Mercados 5 coisas que precisa de saber para começar o dia

5 coisas que precisa de saber para começar o dia

Esta terça-feira, os dados do PIB na Zona Euro vão estar em destaque, bem como a evolução de cotadas como o BPI e Cofina, que foram alvos de “researchs” por parte do CaixaBI. É dia também de o Senado dos EUA se pronunciar sobre o nome de Jerome Powell para presidir à Fed a partir de Fevereiro.
5 coisas que precisa de saber para começar o dia
CaixaBI eleva avaliação do BPI e recomenda "reduzir" na Cofina

Os investidores vão estar especialmente atentos às reacções em bolsa de duas cotadas alvo de nota de análise: o BPI e a Cofina.

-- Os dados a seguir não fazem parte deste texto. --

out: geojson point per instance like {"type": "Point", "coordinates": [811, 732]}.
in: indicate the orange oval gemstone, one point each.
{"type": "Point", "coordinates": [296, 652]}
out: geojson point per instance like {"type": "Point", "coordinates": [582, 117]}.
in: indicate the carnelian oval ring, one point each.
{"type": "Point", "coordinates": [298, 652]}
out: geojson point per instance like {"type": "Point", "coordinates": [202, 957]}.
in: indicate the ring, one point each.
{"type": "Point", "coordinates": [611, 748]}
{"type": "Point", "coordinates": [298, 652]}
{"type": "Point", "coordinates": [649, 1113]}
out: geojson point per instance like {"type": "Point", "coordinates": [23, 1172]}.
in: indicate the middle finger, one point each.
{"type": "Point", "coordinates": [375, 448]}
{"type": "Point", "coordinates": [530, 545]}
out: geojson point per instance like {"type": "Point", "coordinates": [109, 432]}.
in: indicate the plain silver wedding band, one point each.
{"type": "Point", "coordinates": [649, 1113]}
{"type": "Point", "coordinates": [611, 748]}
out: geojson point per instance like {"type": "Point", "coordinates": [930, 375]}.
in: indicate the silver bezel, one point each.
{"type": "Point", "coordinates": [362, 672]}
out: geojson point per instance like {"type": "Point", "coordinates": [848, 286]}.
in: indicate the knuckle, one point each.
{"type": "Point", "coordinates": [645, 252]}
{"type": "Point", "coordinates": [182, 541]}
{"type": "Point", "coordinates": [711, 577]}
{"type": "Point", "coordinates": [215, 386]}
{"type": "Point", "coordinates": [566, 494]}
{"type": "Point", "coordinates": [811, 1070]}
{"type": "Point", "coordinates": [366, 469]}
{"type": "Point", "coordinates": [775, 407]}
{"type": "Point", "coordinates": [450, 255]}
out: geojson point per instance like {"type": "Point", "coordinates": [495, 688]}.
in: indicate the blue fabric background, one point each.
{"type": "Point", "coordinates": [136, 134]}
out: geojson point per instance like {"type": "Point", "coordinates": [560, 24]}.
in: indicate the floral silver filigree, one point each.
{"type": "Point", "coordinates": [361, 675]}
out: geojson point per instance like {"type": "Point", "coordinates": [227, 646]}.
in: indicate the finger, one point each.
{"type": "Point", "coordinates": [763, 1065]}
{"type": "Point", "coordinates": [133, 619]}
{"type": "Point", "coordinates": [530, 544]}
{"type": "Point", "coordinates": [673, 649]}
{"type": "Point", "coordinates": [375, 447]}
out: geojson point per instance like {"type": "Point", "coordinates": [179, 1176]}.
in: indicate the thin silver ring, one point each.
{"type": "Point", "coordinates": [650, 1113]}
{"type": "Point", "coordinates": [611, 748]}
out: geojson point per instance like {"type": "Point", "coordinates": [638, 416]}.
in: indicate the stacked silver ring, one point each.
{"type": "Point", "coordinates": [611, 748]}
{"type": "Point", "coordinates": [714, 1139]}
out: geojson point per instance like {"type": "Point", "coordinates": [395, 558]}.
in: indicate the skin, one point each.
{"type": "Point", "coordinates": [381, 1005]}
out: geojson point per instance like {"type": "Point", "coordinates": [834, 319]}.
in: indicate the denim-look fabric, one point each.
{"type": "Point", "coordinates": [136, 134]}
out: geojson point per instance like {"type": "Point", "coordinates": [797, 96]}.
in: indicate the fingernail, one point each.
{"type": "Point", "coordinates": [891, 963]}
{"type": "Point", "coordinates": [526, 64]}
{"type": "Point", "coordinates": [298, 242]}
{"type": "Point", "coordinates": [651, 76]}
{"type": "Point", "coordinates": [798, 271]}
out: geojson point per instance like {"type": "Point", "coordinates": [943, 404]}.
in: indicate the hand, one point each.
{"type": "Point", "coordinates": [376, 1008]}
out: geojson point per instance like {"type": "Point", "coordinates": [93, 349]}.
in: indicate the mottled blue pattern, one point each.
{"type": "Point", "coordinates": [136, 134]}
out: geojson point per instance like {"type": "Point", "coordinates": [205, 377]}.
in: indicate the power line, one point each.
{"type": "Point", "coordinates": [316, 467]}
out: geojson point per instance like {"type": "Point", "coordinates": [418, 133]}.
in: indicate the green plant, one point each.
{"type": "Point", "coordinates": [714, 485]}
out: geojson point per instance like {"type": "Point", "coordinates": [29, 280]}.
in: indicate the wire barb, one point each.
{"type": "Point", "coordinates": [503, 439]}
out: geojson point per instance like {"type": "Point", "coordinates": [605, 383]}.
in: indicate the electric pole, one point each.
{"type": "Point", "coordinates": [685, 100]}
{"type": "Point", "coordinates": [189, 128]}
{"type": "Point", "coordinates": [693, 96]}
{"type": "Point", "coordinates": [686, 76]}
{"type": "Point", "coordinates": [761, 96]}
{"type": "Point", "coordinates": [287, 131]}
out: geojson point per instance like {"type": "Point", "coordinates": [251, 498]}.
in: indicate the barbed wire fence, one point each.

Resultados até Setembro "positivos" e um "perfil sólido". É assim que o CaixaBI descreve o BPI, liderado por Pablo Forero. A actualização das estimativas para o banco controlado pelo CaixaBI, conjugado com o facto de o novo "target" ser até ao final de 2018, levou a um aumento do preço-alvo de 1,15 euros para 1,25 euros. A nova avaliação confere ao BPI um potencial de subida quase 9%, uma vez que as acções do banco fecharam ontem a valer 1,147 euros.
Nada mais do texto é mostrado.